If anyone has any other questions please let me know. I left KBF's post up for explanation, however any further posts by him will be deleted and all further open proxy's he wants to use will be IP banned as well.


----------



## TomBoerwinkle#1 (Jul 31, 2002)

I would just like to add to this that BCH did not take this to his "superiors."

BCH is an administrator, along with trubluefan, therifleman, Retrodreams, Gym Rat and me. We are all equal partners. BCH has no superiors.

And for the record, I agree with BCH's handling of the situation 100%.

I'm sorry you guys lost an active poster, but as you can see, BCH gave him every opportunity. All he had to do was admit the post was wrong and acknowledge that he has read and understands our guidelines.

He refused to do so.


----------



## son of oakley (Dec 24, 2003)

Free KBF

He's a son of a *****
but he's OUR son of a *****.

Viva la Revalution'!


----------



## HKF (Dec 10, 2002)

Whoa boy. Rashidi, those were the days, fighting with him over the merits of Layden. 

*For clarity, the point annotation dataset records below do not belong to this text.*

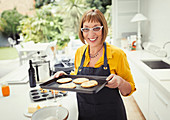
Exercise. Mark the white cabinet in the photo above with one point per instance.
(152, 95)
(159, 104)
(141, 95)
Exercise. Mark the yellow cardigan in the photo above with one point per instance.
(116, 59)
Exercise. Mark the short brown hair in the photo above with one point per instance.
(94, 15)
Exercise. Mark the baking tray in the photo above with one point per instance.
(36, 95)
(52, 84)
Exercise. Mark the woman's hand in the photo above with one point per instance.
(114, 81)
(59, 73)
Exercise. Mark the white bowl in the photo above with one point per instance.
(51, 113)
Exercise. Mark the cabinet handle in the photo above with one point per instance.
(157, 115)
(161, 98)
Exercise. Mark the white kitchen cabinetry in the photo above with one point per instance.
(159, 104)
(152, 94)
(141, 95)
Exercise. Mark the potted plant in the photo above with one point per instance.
(9, 20)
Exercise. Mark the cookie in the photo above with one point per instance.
(89, 84)
(68, 85)
(80, 80)
(64, 80)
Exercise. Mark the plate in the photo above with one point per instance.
(52, 84)
(51, 113)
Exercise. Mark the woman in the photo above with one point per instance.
(100, 58)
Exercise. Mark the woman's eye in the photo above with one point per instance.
(96, 29)
(86, 29)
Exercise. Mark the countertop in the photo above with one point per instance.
(160, 77)
(14, 106)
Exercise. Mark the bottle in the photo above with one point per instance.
(31, 73)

He loved Howard Eisley though. :no:


----------



## truth (Jul 16, 2002)

Dam,no more KBF and no more Rashidi....

There goes the voice of insanity....

I am shocked KBF made it this long...The best thing about him,was as aggressive and ornery as he was,his posts were never accurate.Any time I checked his "numbers" they were always off..I think that is why he was as insane as he is.Hes a smart dude,but he is out there..

Rashidi was just a basketball Geek.

Both had a very tough time acknowkedging when they were off base or out of line.I think Rashidi was just clueless as where KBF intentionally pushed things...

Cant we just let them back and lock them in the NY forum and throw away the key??


----------



## butr (Mar 23, 2004)

KBF was a little over the edge and aggressive. But I will say that this board borders on insane political correctness sometimes, irrespective of the incident in question.


----------



## Tellthewholetruth (Aug 10, 2004)

:naughty: We don't let banned people post -- MJG


----------



## Perennial All Star (Aug 13, 2003)

Man you said "I'm outta this place...", stop reutning to prove your point, only to get banned.


----------



## Yao Mania (Aug 4, 2003)

Well you'll alway remain on the Yi Jianlian fan club KBF :wave:


----------



## TomBoerwinkle#1 (Jul 31, 2002)

For KBF:

ESPN Boards

JustBBall

RealGM


----------



## BCH (Jun 25, 2002)

> Originally posted by <b>TomBoerwinkle#1</b>!
> For KBF:
> 
> ESPN Boards
> ...


I just came here to do the same thing. Great minds think alike.


----------



## BCH (Jun 25, 2002)

Rashidi should not have been permanently banned.

He has been reinstated.


----------